The heroes and heroines of our faith are not knights in shining armor, nor persons born with golden tongues, nor giants lumpy with great muscles. They are just ordinary people, fisherman and tax collectors and housewives and children and grown-ups who discovered something in God and in themselves which was a mixture of the majestic and the ordinary, the divine and the human. The great people of faith today are ordinary folk who have opened their lives up to a new dimension and who do not simply tolerate difficulties, but with God's help, lean into them. Ordinary people who find light in our darkness, and comfort in the shelter of God's tent.

As a young pastor years ago afraid to visit a woman who couldn't get out of bed on her own, I knew that contact with pain and suffering carried the risk of breaking through my protective crust. We are right to be afraid of such risk.
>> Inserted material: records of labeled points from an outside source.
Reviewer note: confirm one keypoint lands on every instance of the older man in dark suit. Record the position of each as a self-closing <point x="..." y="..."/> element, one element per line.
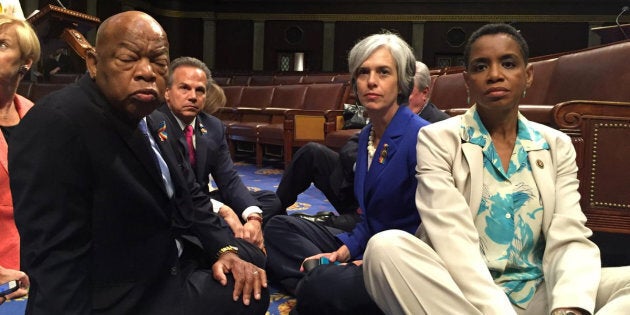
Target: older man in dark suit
<point x="104" y="205"/>
<point x="201" y="138"/>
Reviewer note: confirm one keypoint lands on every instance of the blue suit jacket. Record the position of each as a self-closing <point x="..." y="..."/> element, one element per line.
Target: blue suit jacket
<point x="213" y="157"/>
<point x="386" y="193"/>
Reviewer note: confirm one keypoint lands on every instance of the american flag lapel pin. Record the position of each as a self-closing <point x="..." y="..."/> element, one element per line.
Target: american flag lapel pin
<point x="203" y="129"/>
<point x="162" y="131"/>
<point x="383" y="156"/>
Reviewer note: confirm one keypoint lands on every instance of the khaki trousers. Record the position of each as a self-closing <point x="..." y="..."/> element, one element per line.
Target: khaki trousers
<point x="403" y="275"/>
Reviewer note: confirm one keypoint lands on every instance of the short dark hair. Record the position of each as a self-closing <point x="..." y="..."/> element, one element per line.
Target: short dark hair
<point x="492" y="29"/>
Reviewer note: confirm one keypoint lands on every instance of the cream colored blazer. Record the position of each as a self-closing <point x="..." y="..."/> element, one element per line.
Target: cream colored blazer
<point x="450" y="174"/>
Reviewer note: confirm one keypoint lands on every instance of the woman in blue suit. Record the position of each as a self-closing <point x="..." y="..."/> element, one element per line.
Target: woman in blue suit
<point x="383" y="67"/>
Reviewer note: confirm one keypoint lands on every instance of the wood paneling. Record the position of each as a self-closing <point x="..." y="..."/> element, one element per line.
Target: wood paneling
<point x="277" y="40"/>
<point x="234" y="45"/>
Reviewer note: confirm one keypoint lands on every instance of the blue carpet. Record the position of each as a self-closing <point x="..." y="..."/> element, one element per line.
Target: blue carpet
<point x="267" y="178"/>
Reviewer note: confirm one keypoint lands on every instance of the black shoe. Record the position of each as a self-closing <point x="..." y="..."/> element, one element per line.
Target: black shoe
<point x="322" y="217"/>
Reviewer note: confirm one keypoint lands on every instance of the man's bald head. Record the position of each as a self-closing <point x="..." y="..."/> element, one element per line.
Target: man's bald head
<point x="122" y="22"/>
<point x="130" y="63"/>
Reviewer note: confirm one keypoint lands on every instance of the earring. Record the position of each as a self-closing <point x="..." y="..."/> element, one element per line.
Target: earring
<point x="23" y="69"/>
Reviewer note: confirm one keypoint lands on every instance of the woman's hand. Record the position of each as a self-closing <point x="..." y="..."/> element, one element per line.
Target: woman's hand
<point x="342" y="254"/>
<point x="248" y="278"/>
<point x="233" y="221"/>
<point x="23" y="280"/>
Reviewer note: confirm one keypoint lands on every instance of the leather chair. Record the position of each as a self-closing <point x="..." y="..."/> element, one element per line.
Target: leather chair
<point x="243" y="134"/>
<point x="309" y="123"/>
<point x="285" y="97"/>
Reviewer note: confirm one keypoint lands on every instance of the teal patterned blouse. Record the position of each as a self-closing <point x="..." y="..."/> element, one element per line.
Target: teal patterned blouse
<point x="509" y="220"/>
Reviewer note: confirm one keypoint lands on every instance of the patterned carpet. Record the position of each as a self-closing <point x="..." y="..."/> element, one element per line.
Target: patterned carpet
<point x="311" y="201"/>
<point x="266" y="178"/>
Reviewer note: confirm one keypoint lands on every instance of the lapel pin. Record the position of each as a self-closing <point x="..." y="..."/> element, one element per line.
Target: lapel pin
<point x="162" y="131"/>
<point x="381" y="158"/>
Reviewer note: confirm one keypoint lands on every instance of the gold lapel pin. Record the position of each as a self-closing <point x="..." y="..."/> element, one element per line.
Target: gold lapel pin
<point x="383" y="153"/>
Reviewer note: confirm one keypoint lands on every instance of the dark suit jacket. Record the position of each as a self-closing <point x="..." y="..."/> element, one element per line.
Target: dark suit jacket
<point x="213" y="157"/>
<point x="97" y="227"/>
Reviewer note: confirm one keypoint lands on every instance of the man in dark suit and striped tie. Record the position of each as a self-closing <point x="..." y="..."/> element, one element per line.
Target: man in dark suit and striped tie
<point x="201" y="137"/>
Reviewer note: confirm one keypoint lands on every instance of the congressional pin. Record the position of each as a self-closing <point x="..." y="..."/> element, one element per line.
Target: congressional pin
<point x="381" y="159"/>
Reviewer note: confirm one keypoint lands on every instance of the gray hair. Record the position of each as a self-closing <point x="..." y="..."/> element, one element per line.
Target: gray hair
<point x="422" y="79"/>
<point x="191" y="62"/>
<point x="400" y="50"/>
And yet, like the fishermen who took the risk to leave their safe boats behind and follow Jesus; we have experienced the truth that trusting God's presence and strength in the face of suffering leads us to discover life on a deeper and more meaningful level. We discover that God's light shines in the darkness of suffering and injustice, of illness and death, of loneliness and addiction, of poverty and war. Here's the final paradox: experiencing that comfort and discovering that light leads us to bring that comfort to and share that light with others.

Mixing metaphors as freely as the psalmist, let me ask you to imagine yourself on a little boat on the ocean, knocked about by waves and wind, lost on a night so foggy and dark that you don't even know anyone else is in the same situation, a few yards away. Then up ahead, a lighthouse is turned on. Its beam is so bright that it pushes away the darkness and dissipates the fog. In its light, you see that all around you are other people, lost in the dark in the same ocean as you. Only now, with the lighthouse beam shining brightly, you can see to tie your boats together, and working together in the light of God, you set aside your fear and move forward toward the shore that is your comfort, your salvation, and the home that beckons you onward.

"The people who sat in darkness have seen a great light, and for those who sat in the region and shadow of death light has dawned." We row and march and sing and live in the light of God we know in Christ Jesus, our risen Lord and Savior. "The Lord is our light, our light and salvation. Whom shall we fear?" Thanks be to God. Amen.